Does __attribute__((__nonnull__())) really cover the case we're
concerned about here? As I understand it, it tells the compiler
1) if the caller obviously passes NULL, emit a warning
2) assume that the arguments are non-NULL and optimize away
In other words it will do nothing to prevent a null dereference and
That's true, in a way.
will even make it more likely since non-NULL checks will be skipped.
Once a parameter is marked nonnull, tools can do a better job
of spotting *callers* that might mistakenly pass a corresponding NULL
argument. Without nonnull, the compiler could only detect a problem
*inside* the function, in the case that we lack adequate protection
on a dereferencing expression.
For external functions, it's a policy decision. If you say the
function is defined only for non-NULL pointers, then you may as well
add an assert(ptr != NULL) and __attribute__((nonnull...)). Otherwise,
we must perform the test at run-time. Note that memcpy, strcpy, unlink,
stat, etc. have parameters that can be marked with the nonnull attribute.
That's a plus, because compiler/analyzer tools can then warn callers
about misuse, and they needn't be burdened with detecting and diagnosing
NULL pointers.
Using attribute-nonnull is not an excuse for skipping a "ptr == NULL"

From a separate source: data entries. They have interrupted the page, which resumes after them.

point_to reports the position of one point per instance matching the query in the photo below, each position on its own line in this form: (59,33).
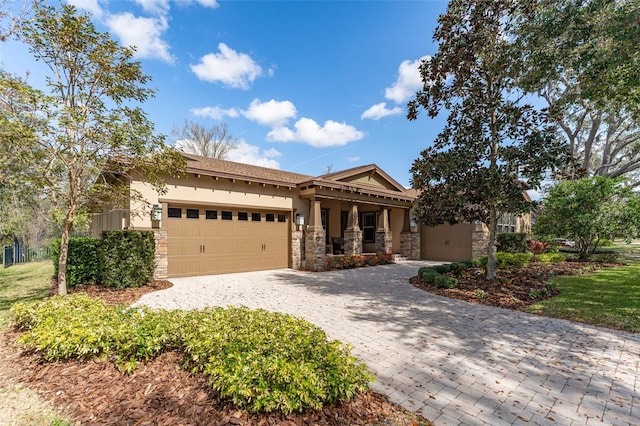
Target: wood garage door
(446,242)
(210,240)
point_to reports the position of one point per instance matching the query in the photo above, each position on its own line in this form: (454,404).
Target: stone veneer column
(384,238)
(314,240)
(353,233)
(161,260)
(410,244)
(479,240)
(297,248)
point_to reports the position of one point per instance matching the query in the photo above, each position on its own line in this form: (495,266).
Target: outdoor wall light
(156,212)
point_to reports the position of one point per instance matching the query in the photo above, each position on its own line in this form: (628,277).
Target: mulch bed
(161,393)
(514,288)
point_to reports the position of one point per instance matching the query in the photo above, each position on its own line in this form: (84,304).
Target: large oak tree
(494,145)
(91,131)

test. Rather, it is a way to tell the compiler that we require
every caller to ensure that a "ptr" parameter is non-NULL.

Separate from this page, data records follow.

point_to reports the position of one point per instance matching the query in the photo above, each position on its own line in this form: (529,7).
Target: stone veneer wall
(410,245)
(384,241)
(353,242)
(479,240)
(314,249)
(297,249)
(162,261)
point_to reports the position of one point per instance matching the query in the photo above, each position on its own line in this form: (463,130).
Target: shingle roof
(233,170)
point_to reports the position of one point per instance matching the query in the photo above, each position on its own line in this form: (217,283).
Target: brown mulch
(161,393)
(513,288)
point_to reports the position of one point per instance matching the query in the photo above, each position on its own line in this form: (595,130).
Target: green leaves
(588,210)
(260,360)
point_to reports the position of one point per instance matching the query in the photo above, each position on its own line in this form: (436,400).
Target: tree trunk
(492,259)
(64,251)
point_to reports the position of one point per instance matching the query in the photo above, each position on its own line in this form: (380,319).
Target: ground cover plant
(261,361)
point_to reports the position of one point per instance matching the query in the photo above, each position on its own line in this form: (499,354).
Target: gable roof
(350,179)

This has been true of most internal "conn" parameters for some time.
There were even quite a few places in the code where "conn" would be
dereferenced without first ensuring it is non-NULL, but there was no
way to trigger the NULL-deref in those seemingly-erroneous bits of code,
because upstream tests ensured non-NULL conn.
I spent time adding guards, as I would find those disturbing bits
of code. I now think that I should have been adding assertions and/or
attribute-nonnull directives, instead.
Adding an "assert (ptr != NULL);" is tempting, because then we'd get
a pretty diagnostic with filename:lineno rather than just a segfault,
whenever this assumption is violated. However, adding a raw "assert"
use in library grade code is frowned upon, to say the least.